他被這條渣龍欺負並非他窩囊,恩,不是他的問題。

夜遊一揚手祭出仙車坐了上去:「黑焰魔是什麼?」

素和習慣成自然的化形拉車,聽見黑焰魔渾身抖了一抖:「魔的一種,我們在佛國八寒地獄吸收業火化丹,他們在魔國九苦煉獄吸收魔火煉心,是魔族中唯一反剋制我們的一脈。」

夜遊嗯了一聲,明白了:「金羽被黑焰魔氣穿了內丹,會怎樣?」

「你說什麼?!」素和驚叫一聲,「葫蘆裡有黑焰魔氣,而且還能傷到金羽?」

「我只問你他會如何。」

「除了受傷還能怎樣。」素和琢磨道,「不過有聚靈樹在,養個幾年應該就恢復了。畢竟他那棵樹早已不是一般的聚靈樹。」

「若是沒有聚靈樹又會如何?」

「那估計紅蓮缺一瓣,他的修為得退回去十九階了。」

夜遊若有所思:「趁他還沒出來,咱們回去,我要毀了他的樹。

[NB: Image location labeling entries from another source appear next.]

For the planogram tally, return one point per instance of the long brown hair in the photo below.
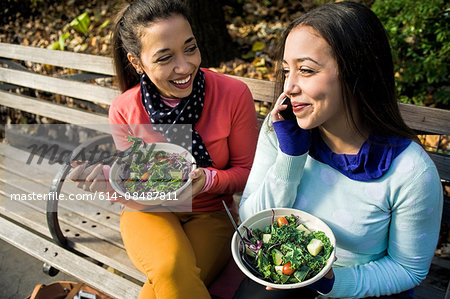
(129, 23)
(361, 48)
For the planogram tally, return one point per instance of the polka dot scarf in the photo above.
(170, 121)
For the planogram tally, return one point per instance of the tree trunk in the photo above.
(208, 24)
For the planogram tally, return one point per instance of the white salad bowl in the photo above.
(117, 172)
(264, 218)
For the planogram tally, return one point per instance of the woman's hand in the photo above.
(89, 178)
(198, 177)
(323, 285)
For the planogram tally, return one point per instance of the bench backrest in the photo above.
(422, 119)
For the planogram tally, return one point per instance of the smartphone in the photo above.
(287, 114)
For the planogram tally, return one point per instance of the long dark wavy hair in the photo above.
(361, 48)
(129, 23)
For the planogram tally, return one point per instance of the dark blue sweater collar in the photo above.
(372, 161)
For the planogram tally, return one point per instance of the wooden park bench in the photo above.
(85, 242)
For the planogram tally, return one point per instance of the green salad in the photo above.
(287, 251)
(154, 170)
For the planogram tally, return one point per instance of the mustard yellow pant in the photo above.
(180, 253)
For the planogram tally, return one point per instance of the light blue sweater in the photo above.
(386, 230)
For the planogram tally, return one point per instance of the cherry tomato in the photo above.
(287, 270)
(282, 221)
(145, 176)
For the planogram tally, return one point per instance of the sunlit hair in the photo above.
(361, 48)
(129, 24)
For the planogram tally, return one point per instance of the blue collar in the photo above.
(372, 161)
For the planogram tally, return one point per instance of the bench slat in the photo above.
(54, 111)
(79, 240)
(84, 62)
(64, 260)
(79, 90)
(262, 90)
(442, 163)
(426, 119)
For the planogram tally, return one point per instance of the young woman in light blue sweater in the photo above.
(347, 157)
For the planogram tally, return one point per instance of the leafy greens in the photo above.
(279, 246)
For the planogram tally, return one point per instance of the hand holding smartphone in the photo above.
(287, 113)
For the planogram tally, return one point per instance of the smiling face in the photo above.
(312, 81)
(170, 56)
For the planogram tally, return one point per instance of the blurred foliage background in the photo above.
(418, 31)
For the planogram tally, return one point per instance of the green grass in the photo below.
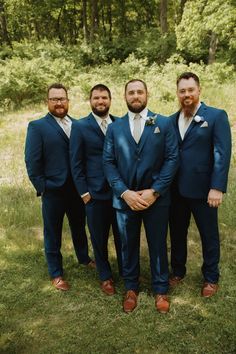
(35, 318)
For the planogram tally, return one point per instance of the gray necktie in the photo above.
(66, 126)
(104, 126)
(137, 127)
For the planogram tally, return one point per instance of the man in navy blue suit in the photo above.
(48, 166)
(205, 147)
(140, 160)
(86, 148)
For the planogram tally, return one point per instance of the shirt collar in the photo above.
(59, 119)
(195, 111)
(143, 114)
(99, 119)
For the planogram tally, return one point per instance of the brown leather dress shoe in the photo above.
(175, 280)
(209, 289)
(60, 284)
(108, 287)
(130, 301)
(91, 264)
(162, 303)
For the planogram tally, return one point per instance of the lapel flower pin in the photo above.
(198, 119)
(151, 120)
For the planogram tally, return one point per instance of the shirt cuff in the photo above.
(84, 195)
(124, 193)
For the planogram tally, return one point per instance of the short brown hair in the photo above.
(57, 85)
(187, 75)
(135, 80)
(100, 87)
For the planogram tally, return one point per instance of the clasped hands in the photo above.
(215, 198)
(140, 200)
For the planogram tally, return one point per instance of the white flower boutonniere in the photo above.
(198, 119)
(151, 120)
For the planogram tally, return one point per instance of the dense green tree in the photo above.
(206, 26)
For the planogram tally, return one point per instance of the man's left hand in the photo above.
(215, 198)
(148, 195)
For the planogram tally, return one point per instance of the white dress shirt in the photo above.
(100, 120)
(66, 125)
(184, 122)
(143, 119)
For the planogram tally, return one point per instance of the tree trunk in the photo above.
(3, 25)
(163, 16)
(85, 23)
(94, 19)
(109, 15)
(181, 10)
(212, 48)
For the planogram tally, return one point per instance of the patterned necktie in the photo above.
(104, 126)
(66, 126)
(137, 127)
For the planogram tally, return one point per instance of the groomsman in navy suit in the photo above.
(140, 160)
(205, 147)
(86, 148)
(48, 166)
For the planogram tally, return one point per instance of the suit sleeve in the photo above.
(170, 161)
(77, 159)
(222, 152)
(110, 164)
(34, 158)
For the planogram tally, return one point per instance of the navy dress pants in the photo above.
(155, 220)
(100, 217)
(55, 205)
(207, 224)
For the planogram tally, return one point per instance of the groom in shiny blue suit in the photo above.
(86, 148)
(48, 166)
(140, 160)
(205, 147)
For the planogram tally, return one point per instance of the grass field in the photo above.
(35, 318)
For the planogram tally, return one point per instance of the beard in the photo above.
(188, 109)
(101, 113)
(59, 112)
(136, 109)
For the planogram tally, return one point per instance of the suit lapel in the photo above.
(176, 126)
(146, 131)
(126, 129)
(194, 124)
(94, 126)
(52, 121)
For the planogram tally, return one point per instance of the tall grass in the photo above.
(35, 318)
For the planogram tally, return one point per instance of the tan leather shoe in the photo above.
(60, 284)
(130, 301)
(175, 280)
(91, 264)
(209, 289)
(108, 287)
(162, 303)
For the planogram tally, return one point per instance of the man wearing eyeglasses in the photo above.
(48, 167)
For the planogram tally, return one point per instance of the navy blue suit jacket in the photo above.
(86, 148)
(204, 153)
(47, 154)
(151, 163)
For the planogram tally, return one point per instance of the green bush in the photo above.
(24, 81)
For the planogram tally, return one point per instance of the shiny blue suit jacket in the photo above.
(86, 148)
(151, 163)
(204, 153)
(47, 154)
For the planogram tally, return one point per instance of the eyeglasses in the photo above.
(60, 99)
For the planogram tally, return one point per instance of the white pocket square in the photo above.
(204, 125)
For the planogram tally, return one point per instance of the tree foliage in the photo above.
(200, 30)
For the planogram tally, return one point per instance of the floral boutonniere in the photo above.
(198, 119)
(151, 120)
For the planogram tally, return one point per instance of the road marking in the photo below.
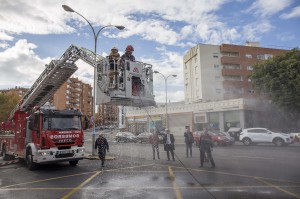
(278, 188)
(81, 185)
(175, 186)
(148, 187)
(253, 157)
(227, 173)
(25, 183)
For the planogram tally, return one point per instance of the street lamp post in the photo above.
(69, 9)
(166, 87)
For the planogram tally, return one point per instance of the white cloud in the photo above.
(4, 36)
(19, 65)
(254, 30)
(150, 20)
(285, 36)
(295, 13)
(265, 8)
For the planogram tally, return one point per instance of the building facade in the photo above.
(17, 90)
(218, 93)
(220, 72)
(74, 94)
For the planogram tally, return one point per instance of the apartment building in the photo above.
(107, 115)
(17, 90)
(218, 93)
(221, 72)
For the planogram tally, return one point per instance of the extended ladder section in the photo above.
(54, 75)
(130, 85)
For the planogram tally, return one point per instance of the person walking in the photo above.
(154, 140)
(102, 145)
(189, 140)
(169, 146)
(113, 58)
(205, 146)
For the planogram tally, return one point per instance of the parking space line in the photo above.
(175, 186)
(154, 188)
(278, 188)
(233, 174)
(81, 185)
(44, 180)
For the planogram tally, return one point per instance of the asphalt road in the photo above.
(262, 171)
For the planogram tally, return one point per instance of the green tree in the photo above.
(7, 102)
(279, 77)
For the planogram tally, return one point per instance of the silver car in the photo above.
(263, 135)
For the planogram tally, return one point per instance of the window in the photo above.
(231, 66)
(249, 67)
(249, 56)
(231, 54)
(264, 56)
(233, 77)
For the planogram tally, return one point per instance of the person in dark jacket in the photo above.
(154, 141)
(102, 145)
(128, 53)
(189, 140)
(169, 146)
(205, 146)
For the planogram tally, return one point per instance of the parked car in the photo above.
(143, 137)
(235, 132)
(262, 135)
(126, 137)
(218, 138)
(296, 136)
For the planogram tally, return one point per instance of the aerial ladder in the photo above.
(132, 87)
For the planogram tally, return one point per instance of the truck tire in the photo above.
(247, 141)
(6, 157)
(278, 142)
(29, 161)
(73, 162)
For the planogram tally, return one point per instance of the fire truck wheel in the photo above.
(73, 162)
(30, 164)
(6, 157)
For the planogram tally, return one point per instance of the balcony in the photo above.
(239, 72)
(230, 60)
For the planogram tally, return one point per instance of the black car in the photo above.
(126, 137)
(143, 137)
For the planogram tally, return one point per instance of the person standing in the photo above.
(169, 146)
(102, 145)
(205, 146)
(154, 140)
(113, 58)
(128, 53)
(189, 140)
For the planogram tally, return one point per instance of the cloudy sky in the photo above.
(32, 33)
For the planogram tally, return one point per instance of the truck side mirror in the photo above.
(30, 125)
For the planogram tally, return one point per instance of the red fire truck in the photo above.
(40, 134)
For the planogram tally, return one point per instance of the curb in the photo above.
(5, 163)
(95, 157)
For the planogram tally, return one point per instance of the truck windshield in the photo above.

」

「嘭!」

素和撂挑子不幹了,轉頭怒瞪他:「夜遊你過分了啊,你偷一個葫蘆就算了,沒全摘了還會長出來,對金羽無甚妨礙。可你和他多大仇?對,你們上一任白龍王是死在他手裡,可這都多少年的事情了,同你又有什麼……」

他漸漸頓住不說。

因為夜遊緩緩抬起右手,凝白的手掌漸漸化為龍爪。原本獨特的六爪只餘下五爪,一個猙獰缺口正在汩汩流著金黃色的血液。

素和深深吸了一口氣。

龍角龍爪,就如他們鳳族的雙翅,斷了角爪等同於折了他們的翅膀。

不僅是切膚之痛,更是骨血裡的恥辱,比殺了他們後果還要嚴重。

這渣龍看著懶散無意,實際上睚眥必報心眼小的不行。

完蛋,和金羽這樑子算是結大了。

「這事兒我不能幫你。」

「你在此處等我。」

夜遊也沒打算難為他,獨自折返。

三個時辰後才回來。

素和無奈:「毀了?」

夜遊飛上仙車:「灌了五百瓶腐爛之水。」

「真狠。」素和本身也有些不喜歡金羽,雖說都是同族,他並沒有這麼高的覺悟,暗自惋惜了下也就過去了。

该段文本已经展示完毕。